Le débat jamais épuisé : ça raconte quoi la musique ? C'est quoi une histoire ? Peut-être est-ce comme le swing.... Si on demande, on ne sait pas. Ce Border Lines recueille les contes, on le sait en cinq sec, l'évidence, le blast. Ça ne fait pas tout, mais c'est un iota formidable, surtout à l'heure où n'importe quel gus qui souffle dans un biniou ou tape sur des touches ou pince, gratte, frotte, percussionne vous impose de suite ses fameuses histoires. ''Moi j'avais envie, moi, de raconter des histoires, moi, mes histoires...''

Stéphane Tsapis n'en fait pas des caisses, malgré un angle qu'on pourrait, en ne tenant pas compte de la biographie du pianiste, dire très ''consensuel'' : les frontières, le fameux crossover, le métissage, le partage, le dialogue des cultures, etc. Franchement, sans discuter du fond, faudra quand même expliquer un jour à certains musiciens s'emparant de ces thèmes un peu rapidement qu'ils recopient les manuels du ministère de la culture ou pire, les mémos du spécialiste ''culture'' de David Pujadas voire de Cyril Hanouna... Et je ne dis pas ça pour faire une farce, je ne suis pas un rigolo. Je m'égare. Mais c'est tout de même chiant les paroles gelées et les cris de perroquets babillards, qui à broder sur le voyage ne parlent au fond que d'eux-mêmes.

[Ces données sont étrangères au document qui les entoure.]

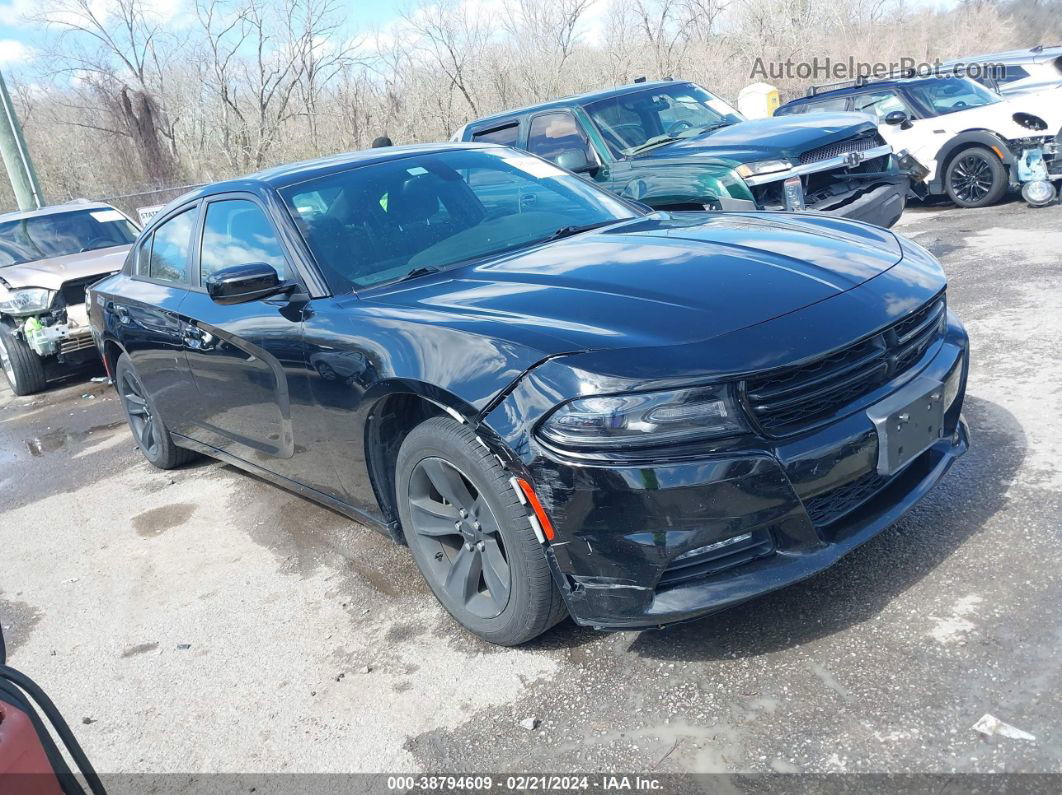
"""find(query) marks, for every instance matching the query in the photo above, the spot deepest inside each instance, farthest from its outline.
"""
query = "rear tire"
(22, 367)
(149, 430)
(975, 177)
(467, 569)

Je m'égare d'autant plus qu'encore une fois, Border Lines est à la fois en plein dans ces discours et s'en distingue avec intelligence et entrain : les histoires du claviéristes sont pétries d'humour (le liminaire « Welcome to my country ! », « Goldman sucks »), d'un dialogue fort fécond entre traditions balkaniques et l'idiome très ''jazz moderne'' du trio, de prises de position et de sons alertes. Tsapis raconte une Grèce traditionnelle et actuelle sans dévoyer les traditions locales (« Patrounino ») mais en les confrontant à un travail d'arrangement souvent impressionnant de sa richesse polyvoque ; quoiqu'il reste dans des bornes déjà balisées pour l'essentiel. Très écrite, fascinée d'arrangement savant, la musique du trio s'échappe vers des frontières plus inédites lorsqu'elle use du ''concept'' de l'album pour faire un objet de vraie bonne musique autour de questions simples (toujours les meilleures) : qu'est-ce qu'on fait de ces traditions ? Quels instruments (invitation du violon d'Arthur Simonini au passage)  ? Quels arrangements ? Qu'est-ce qu'on dit ? Kékidi ?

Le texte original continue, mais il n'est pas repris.